LohndiskriminierungSchluss mit der Ungleichbehandlung

80 Tage im Jahr arbeiten Frauen ohne Gehalt.

Wie das Statistische Bundesamt zum Equal Pay Day, dem Tag der Entgeltgleichheit, mitteilte, verdienten Frauen in Deutschland auch noch im Jahr 2013 durchschnittlich 22 Prozent weniger pro Stunde als Männer. 2013 betrug der durchschnittliche Bruttolohn von Frauen pro Stunde 15,56 Euro. Männer erreichten dagegen 19,84 Euro. Im EU-Vergleich bleibt Deutschland damit weiterhin eines der Schlusslichter, denn die durchschnittliche Lohnlücke liegt bei rund 16 Prozent.

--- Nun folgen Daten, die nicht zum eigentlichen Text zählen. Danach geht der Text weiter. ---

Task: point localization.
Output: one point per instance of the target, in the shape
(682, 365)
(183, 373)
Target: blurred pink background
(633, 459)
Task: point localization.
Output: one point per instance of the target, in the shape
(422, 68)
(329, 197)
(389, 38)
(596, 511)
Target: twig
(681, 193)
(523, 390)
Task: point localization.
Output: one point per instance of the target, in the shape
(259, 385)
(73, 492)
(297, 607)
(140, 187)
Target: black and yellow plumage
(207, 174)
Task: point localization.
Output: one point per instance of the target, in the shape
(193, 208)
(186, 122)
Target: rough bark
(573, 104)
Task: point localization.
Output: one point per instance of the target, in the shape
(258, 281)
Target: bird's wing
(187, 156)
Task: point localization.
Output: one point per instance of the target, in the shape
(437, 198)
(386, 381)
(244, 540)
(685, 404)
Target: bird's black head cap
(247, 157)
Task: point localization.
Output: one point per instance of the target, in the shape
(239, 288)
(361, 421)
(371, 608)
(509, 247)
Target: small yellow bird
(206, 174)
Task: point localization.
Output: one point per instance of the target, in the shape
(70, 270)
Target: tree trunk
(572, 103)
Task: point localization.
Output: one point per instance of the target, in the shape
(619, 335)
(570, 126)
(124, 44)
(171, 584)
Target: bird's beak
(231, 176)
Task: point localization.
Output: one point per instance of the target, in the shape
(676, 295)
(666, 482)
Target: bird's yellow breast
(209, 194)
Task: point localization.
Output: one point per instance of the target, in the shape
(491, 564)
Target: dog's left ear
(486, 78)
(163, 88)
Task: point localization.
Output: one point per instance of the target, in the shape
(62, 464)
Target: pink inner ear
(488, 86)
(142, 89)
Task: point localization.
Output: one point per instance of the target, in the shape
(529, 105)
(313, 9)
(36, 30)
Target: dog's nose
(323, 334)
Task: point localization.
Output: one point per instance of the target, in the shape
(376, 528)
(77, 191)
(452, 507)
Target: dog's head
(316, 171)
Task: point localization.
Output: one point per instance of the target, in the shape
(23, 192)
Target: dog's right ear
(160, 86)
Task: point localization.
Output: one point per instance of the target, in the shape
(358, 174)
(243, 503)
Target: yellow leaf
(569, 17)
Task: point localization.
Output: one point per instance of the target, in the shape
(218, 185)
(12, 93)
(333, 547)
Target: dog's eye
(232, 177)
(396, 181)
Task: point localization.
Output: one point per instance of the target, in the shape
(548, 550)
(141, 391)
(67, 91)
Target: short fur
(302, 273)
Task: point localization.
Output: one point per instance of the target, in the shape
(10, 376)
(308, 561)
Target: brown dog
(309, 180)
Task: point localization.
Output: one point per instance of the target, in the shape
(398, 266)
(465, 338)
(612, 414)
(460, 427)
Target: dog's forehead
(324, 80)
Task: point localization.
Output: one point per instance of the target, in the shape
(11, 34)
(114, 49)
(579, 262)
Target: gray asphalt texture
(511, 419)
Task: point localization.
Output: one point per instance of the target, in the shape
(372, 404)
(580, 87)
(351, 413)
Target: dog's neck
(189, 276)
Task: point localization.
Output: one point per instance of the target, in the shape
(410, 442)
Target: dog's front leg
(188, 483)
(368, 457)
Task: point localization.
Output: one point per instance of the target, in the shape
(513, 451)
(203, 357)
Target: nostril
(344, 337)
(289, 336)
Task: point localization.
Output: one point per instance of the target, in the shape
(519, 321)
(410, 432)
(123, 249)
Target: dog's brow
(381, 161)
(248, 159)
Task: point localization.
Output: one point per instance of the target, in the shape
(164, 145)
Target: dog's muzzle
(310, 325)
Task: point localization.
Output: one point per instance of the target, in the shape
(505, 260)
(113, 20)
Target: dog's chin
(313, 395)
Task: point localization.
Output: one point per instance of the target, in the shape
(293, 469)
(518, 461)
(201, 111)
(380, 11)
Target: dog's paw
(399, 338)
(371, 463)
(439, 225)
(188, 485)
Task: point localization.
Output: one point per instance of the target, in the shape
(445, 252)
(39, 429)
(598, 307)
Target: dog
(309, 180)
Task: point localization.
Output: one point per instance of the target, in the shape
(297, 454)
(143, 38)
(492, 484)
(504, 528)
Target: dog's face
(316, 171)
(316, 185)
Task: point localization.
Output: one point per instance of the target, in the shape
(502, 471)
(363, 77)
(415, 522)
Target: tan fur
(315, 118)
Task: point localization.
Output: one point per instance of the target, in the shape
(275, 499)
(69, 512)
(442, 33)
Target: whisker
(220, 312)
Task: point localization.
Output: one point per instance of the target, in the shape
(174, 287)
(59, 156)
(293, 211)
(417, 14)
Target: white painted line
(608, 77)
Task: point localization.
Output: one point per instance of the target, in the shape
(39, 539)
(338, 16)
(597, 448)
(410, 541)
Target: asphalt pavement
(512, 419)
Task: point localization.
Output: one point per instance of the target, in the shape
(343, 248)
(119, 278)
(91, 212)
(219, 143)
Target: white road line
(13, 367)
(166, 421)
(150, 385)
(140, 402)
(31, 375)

Dieser beschämende Verdienstunterschied ist seit Jahren weitgehend konstant. Gründe sind neben der direkten Entgeltdiskriminierung unter anderem auch, dass typische „Frauenberufe“ weit weniger anerkannt und geringer entlohnt werden als klassische „Männerberufe“. Damit einher geht die Tatsache, dass Frauen den überwiegenden Teil der befristeten und geringfügigen Arbeitsverhältnisse innehaben. Obwohl diese Missstände hinlänglich bekannt sind, hat die Schwarz-Rote Koalition bisher nichts dagegen getan.

Grüner Antrag

Die grüne Bundestagsfraktion hat anlässlich des Equal Pay Day einen Antrag in den Bundestag eingebracht, der eine gerechte Entlohnung und sichere Beschäftigung von Frauen fordert und fördert. Wir brauchen ein Entgeltgleichheitsgesetz und die Abschaffung der sachgrundlosen Befristung, um ungleiche Bezahlung und unsichere Arbeitsverhältnisse zurückzudrängen. Damit wollen wir dafür sorgen, dass Unternehmen eigenverantwortlich Entgeltdiskriminierung erkennen und abbauen. Selbstverpflichtungen der Wirtschaft haben keine Verbesserung gebracht. Der Grundsatz „gleicher Lohn für gleiche und gleichwertige Arbeit“ muss endlich wirksam durchgesetzt werden.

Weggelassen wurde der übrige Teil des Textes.